By pointing fingers and creating labels for who is good or bad, who is right or wrong, and declaring who is worthy and who is not, we’re not just destroying the woman we point out, we’re destroying OURSELVES.

 

A woman’s greatest wound is the sisterhood wound (perhaps only second to the mother wound). Wounded women DO NOT RISE.

When you hate on another woman because you are ABSOLUTELY convinced she’s full of BS (having likely only been in relationship with this woman for a very short period of time, if AT ALL), you’re reopening the sister wound in her, but actually more deeply in yourself. You may do it in the name of the good fight, you may do it in the name of justice, you may do it to be a saviour of others, because god forbid they also endure this woman’s sins, right?! But whatever your passion or purpose for attempting to take down another woman, it’s not just them that gets hurt. It’s you. Every time you hate on another woman, some of that energy comes back to you and burns your wounds a little deeper.

There’s a much better way to heal the disillusion and absence of integrity in the coaching industry, and that’s to come together, to gently, compassionately, and privately, call one another up (not out). To continue to educate ourselves and provide education for others from our own zone of genius, without trying to pretend we’re something we’re not. If we all stuck to what we were absolutely brilliant at, instead of trying to emulate someone else from a lack of self-worth, we’d all be rising stars TOGETHER.

 

There would be no need to call someone out for being a copy cat, a carbon copy, a word-salad-coach (recent term I’ve learned), a fluff coach (yup, another one), and no one would need to adopt less than integrity-driven marketing approaches because when we all own our worth, and our zone of genius, there’s room for all of us, and for all of us to coexist harmoniously in deep respect of one another.

 

But then of course, we do have to acknowledge how we even arrived at a point where a woman’s self worth is so low she feels like her only option is to adopt the teachings, brand, and marketing style of someone else … oh yeah that’s right… she’s wounded, doubtful, fearful, and confused AF because she walked into an industry where women are already tearing each other down and she’s terrified she’s going to be next, so she chooses to adopt someone else’s light rather than owning her own.

 

You see the vicious cycle here?!

 

WE CREATED IT. The toxic feminine created it.

 

Want to end this?

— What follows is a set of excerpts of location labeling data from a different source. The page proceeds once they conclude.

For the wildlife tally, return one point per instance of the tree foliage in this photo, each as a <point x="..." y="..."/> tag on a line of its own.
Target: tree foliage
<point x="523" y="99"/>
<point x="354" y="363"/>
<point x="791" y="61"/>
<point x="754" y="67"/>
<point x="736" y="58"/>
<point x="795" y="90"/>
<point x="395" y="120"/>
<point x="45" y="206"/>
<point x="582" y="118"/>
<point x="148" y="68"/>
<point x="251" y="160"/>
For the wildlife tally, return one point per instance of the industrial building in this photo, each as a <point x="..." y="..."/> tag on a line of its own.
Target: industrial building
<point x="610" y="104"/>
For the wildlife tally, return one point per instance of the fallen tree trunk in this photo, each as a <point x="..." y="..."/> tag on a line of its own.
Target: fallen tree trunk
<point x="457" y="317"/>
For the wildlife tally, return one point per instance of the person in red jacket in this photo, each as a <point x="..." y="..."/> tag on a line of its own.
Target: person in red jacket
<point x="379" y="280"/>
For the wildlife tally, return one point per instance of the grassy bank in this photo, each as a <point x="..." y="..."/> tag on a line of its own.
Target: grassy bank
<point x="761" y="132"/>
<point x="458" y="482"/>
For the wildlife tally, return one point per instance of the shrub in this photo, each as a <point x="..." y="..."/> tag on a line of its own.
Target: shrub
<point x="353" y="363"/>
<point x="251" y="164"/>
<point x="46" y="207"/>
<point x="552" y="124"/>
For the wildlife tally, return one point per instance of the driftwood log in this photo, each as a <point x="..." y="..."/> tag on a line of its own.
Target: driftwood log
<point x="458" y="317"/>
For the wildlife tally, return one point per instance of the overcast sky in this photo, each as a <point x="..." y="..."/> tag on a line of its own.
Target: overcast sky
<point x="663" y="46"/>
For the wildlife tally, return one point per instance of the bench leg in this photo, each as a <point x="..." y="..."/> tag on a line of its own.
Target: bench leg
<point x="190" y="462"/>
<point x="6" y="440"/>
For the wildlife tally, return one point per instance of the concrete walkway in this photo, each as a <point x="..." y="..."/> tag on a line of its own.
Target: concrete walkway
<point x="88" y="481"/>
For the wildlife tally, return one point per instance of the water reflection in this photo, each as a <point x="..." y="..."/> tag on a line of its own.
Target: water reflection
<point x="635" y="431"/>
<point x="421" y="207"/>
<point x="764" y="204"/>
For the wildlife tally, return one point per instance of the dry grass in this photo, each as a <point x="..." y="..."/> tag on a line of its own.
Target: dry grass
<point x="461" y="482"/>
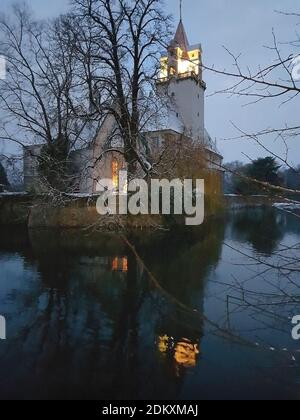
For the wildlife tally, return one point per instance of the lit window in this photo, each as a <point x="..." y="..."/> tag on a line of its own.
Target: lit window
<point x="115" y="173"/>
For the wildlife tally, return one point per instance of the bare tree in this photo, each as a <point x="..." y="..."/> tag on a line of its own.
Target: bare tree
<point x="119" y="44"/>
<point x="39" y="97"/>
<point x="273" y="82"/>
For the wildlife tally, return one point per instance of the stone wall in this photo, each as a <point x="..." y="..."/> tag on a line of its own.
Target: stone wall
<point x="15" y="209"/>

Here’s some tips:

 

  • unblock the women you previously wrote off as shady AF and go heart a post you can get behind just a little bit
  • reach out to that person you shamed last year/month/week and apologise (and mean it)
  • go celebrate another woman somewhere on the internet, at random, for no good reason other than she probably deserves it and you’ll make her day
  • start off every relationship with every female stranger on the internet by TRUSTING that she’s a good woman at heart and she is not defined by her mistakes
  • forgive yourself for the role you’ve played in this (we all have one) and make a commitment to putting all that behind you
  • save this post (no idea how you do that on FB) so you can be reminded next time you’re triggered by another woman
  • remember your triggers are only showing you where there’s potential for growth and expansion in YOU (they are not an invitation to destroy the source of your trigger)

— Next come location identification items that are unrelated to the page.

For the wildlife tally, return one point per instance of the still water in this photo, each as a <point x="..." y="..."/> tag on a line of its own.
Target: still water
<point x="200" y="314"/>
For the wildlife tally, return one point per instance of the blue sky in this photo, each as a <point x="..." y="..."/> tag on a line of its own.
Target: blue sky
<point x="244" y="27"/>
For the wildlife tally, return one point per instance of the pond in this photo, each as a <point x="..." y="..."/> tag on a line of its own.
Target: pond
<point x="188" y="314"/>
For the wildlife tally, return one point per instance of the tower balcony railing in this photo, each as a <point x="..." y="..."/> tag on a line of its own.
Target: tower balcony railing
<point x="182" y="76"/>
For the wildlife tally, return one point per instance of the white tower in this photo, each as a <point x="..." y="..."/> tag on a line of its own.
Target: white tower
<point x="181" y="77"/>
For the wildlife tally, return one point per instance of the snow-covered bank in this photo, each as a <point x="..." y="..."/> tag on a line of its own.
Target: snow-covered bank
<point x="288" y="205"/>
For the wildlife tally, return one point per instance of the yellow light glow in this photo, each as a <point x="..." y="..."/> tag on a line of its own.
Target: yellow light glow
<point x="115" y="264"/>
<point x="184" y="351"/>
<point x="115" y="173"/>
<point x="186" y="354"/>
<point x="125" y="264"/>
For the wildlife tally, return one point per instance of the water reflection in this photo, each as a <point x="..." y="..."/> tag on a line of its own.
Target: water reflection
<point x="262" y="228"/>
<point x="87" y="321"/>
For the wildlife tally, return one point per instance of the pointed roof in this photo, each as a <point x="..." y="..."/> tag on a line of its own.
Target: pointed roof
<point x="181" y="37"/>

I am by no means perfect, and I can be a mouthy little madam when something gets me hot under the collar. I’ve done and said things in my coaching years that I’m not proud of. And I’ve also been the target of many viscous attacks. I’ve experienced both sides of the argument, personally. Both sides SUCK ASS BIG TIME.

I believe we can do better, I believe we can BE better.

 

I love us. Still. Despite everything. Being a woman, and being a coach is a fucking privilege.